L'avocat représentant le chef de l'État sortant devant la Cour, Mohamed Saleem, a notamment accusé l'imprimeur d'avoir appliqué une substance particulière sur les bulletins pour effacer les votes au nom de Yameen.

D'après M. Saleem, un "stylo spécial avec de l'encre qui disparaît" a aussi été donné à des personnes qui allaient voter pour le président, a rapporté un journaliste qui a assisté à l'audience.

Les travaux des cinq juges de la Cour suprême se sont poursuivis lundi avant d'être suspendus jusqu'au lendemain. L'instance annoncera mardi si elle autorise le témoignage de trois témoins - dont l'identité n'a pas été révélée - appelés par les conseils de M. Yameen et qui selon eux étayeraient leur thèse de fraude électorale.

Par la voix de ses avocats, la commission électorale a appelé au rejet du recours judiciaire et démenti toute malversation. La coalition de l'opposition a dénoncé une procédure "dont il est flagrant qu'elle est infondée".

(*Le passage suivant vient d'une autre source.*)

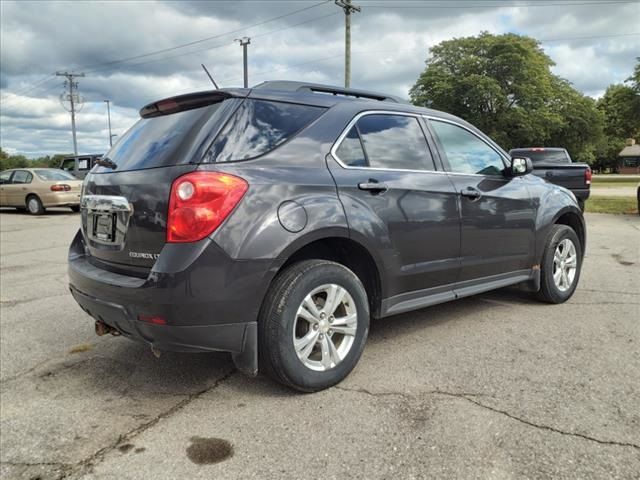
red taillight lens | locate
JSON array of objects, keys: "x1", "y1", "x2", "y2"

Quatre des cinq responsables de la commission électorale ont fui le pays et trouvé refuge au Sri Lanka suite à des menaces de mort, a rapporté la presse locale.

À la tête de la micro-nation réputée pour ses plages de sable blanc et ses hôtels de luxe, Abdulla Yameen a gouverné d'une poigne de fer durant cinq ans, en incarcérant ou forçant à l'exil ses opposants, muselant société civile et médias.

Connu pour ses passages en force et sa répression féroce de toute dissidence, il avait reconnu dans un premier temps avec réticence la confortable victoire du candidat de l'opposition Ibrahim Mohamed Solih avec 58,4% des suffrages.

Mais prétextant avoir reçu depuis des témoignages faisant état de fraude, le chef de l'État de 59 ans a engagé la semaine dernière une procédure judiciaire pour annuler le vote.

Ce recours en justice suscite l'inquiétude de la communauté internationale, au premier plan les États-Unis, l'Union européenne et l'Inde voisine. Washington a menacé de sanctions le président sortant, proche de Pékin, s'il remettait en cause le résultat des urnes.

Abdulla Yameen doit officiellement céder le pouvoir au président-élu Ibrahim Mohamed Solih le 17 novembre prochain.